22 Jul Closing a Tooth Gap Without Braces
Composite fillings are performed with a dental composite, which is a material used with a tooth-bonding technique which includes a specialized light that hardens each layer of the filling that is applied. This composite is comprised of tooth-colored plastic and glass which is used for various dental indications.
Composite fillings are unique for two reasons:
- It is able to adhere directly to the surface of a tooth even if it is a flat and smooth one.
- It mimics the appearance and color of tooth enamel extremely well.
Indications for the Application of Dental Composite Filling
As a result of the unique characteristics of the dental composite, it is a useful product in a wide range of applications which include the following:
- Correcting minor tooth imperfections.
- In the application of composite veneers.
- White fillings for the front teeth.
- Closing tooth gaps.
The medical term used to refer to space between two front teeth is diastema.
Diastema doesn’t pose any medical issues to affected patients but some people do find it cosmetically unappealing.
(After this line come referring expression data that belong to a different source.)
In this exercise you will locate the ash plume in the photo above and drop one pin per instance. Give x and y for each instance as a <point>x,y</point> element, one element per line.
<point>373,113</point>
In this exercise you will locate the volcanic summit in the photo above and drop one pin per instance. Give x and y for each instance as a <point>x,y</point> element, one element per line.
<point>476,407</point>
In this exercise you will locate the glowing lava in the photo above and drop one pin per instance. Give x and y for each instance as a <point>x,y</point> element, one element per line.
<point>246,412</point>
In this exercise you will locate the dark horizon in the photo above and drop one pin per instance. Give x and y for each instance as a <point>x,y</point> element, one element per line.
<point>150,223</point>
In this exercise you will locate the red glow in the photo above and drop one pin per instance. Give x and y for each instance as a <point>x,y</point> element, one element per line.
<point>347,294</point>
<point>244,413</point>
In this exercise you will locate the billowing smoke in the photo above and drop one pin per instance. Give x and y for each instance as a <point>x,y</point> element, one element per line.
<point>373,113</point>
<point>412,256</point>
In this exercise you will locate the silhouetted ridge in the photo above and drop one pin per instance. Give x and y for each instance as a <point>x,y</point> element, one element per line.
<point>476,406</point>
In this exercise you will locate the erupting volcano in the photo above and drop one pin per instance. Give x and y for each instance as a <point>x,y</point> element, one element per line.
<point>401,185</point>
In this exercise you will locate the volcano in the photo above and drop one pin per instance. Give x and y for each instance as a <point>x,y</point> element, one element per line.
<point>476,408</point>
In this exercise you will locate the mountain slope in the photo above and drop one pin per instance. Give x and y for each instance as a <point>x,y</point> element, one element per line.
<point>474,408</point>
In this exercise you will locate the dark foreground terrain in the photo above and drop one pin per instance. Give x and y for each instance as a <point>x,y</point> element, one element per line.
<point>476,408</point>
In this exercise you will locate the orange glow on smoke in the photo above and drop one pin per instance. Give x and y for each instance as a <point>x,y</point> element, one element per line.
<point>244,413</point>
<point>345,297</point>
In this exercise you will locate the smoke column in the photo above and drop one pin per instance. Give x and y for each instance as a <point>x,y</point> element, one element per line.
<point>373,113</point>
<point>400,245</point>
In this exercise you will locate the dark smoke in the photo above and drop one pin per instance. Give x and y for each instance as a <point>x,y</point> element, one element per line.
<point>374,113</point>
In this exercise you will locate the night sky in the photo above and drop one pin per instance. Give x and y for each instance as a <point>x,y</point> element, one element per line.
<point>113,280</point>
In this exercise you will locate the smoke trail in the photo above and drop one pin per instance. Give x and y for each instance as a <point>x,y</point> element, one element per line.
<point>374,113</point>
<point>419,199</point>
For those who are affected as such by the condition can make use of bonding with a composite filling to provide a solution.
How the tooth gap is reduced is by placing the dental composite on the sides of the teeth that lie on either side of the gap. This helps to make both teeth “wider” which helps to reduce the space between them.
Comparing Dental Composite with Porcelain Veneers
Placing porcelain veneers on teeth that are located on either side of a diastema is the most common alternative to managing this issue with dental composite.
The following are factors that make using a dental composite a better choice than using veneers when closing a tooth gap:
- A smaller tooth gap – the smaller the diastema, the more likely it is to close a tooth gap using composite filling. Since the goal of the treatment is to increase the size of the teeth, it’s unlikely that tooth reduction will be needed. This is also a more minimally-invasive procedure than applying a veneer.
- Returning the tooth to the original condition – if for some reason closing a diastema becomes problematic or unpleasant for the patient, the composite can be buffed off the tooth without any damage to it. This is not possible when applying a veneer since up to 30 percent of the tooth will have to be trimmed to prepare for the procedure.
- The dental composite can be applied to the entire front surface of the teeth if needed which would make using a porcelain veneer redundant.
Ideally, a composite filling would be used to reduce a small diastema and larger tooth gaps would benefit from the application of a porcelain veneer.
The choice of treatment will depend on the severity of the condition and the unique circumstances and needs of the affected individual. It is always suggested then that patients discuss their tooth-related problems with their dental surgeons so that they are adequately examined in order for the correct treatment to be initiated.